Apart from balancing the needs and revenues of the state, James Buchanan, a Nobel laureate has identified another important function of the central government. The federal government is responsible for maintaining horizontal equity termed as equal treatment of equals. In other words, citizens of a certain level of productivity (expressed in terms of level of income as per Buchanan) must be treated equally (in fiscal sense) with the citizens of the same level of productivity in any other state by the federal government. Here, equal treatment in fiscal sense does not mean equalising tax burden, but it means equalising the fiscal residuum.

Fiscal residuum refers to the excess of expenditure benefits over the tax payments. It is the total benefits received in the form of public goods and services minus the total tax payment. Equalising fiscal residuum for the equals living in all the states would prevent distortionary transfer of both human and non- human resources to the state with least fiscal pressure. Therefore, Buchanan suggests that the entire fiscal structure should be as neutral as possible in geographical sense and the federal government has to play a vital role in maintaining such neutrality.

The residents of the state with larger number of highly productive people tend to have higher fiscal residuum in comparison to the residents of the state with fewer number of highly productive people. In this case, in order to maintain horizontal equity, the federal government has to transfer funds from the productive citizens of the state with larger number of productive people to the productive citizens with fewer number of productive people. Similarly, transfer of funds from less productive people of the state with larger number of highly productive people to the less productive people of the state with fewer number of highly productive people will ensure the horizontal equity. The amount of funds that is transferred is determined by the exact measurement of productivity of the people (measured in terms of income generated), states’ taxation and expenditure policy and federal government’s taxation policy.

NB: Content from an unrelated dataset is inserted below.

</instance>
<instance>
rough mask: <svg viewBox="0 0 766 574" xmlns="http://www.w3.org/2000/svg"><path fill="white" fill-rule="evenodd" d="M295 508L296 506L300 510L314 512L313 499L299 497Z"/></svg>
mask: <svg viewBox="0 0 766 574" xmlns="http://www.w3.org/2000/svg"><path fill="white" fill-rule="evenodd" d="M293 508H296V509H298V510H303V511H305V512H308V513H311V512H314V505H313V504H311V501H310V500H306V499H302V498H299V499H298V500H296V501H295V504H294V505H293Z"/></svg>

In order to have a clear picture of framework explained above, we will also have to have knowledge of underlying assumption. The assumption is that provision of public goods and services delivery is carried out at sub-national level, whereas the federal government has access to larger revenue collection. However, as per framework in Nepal it is yet to be determined if the same follows suit. If this assumption is not fulfilled, the fiscal redistribution mechanism explained above cannot work in efficient manner.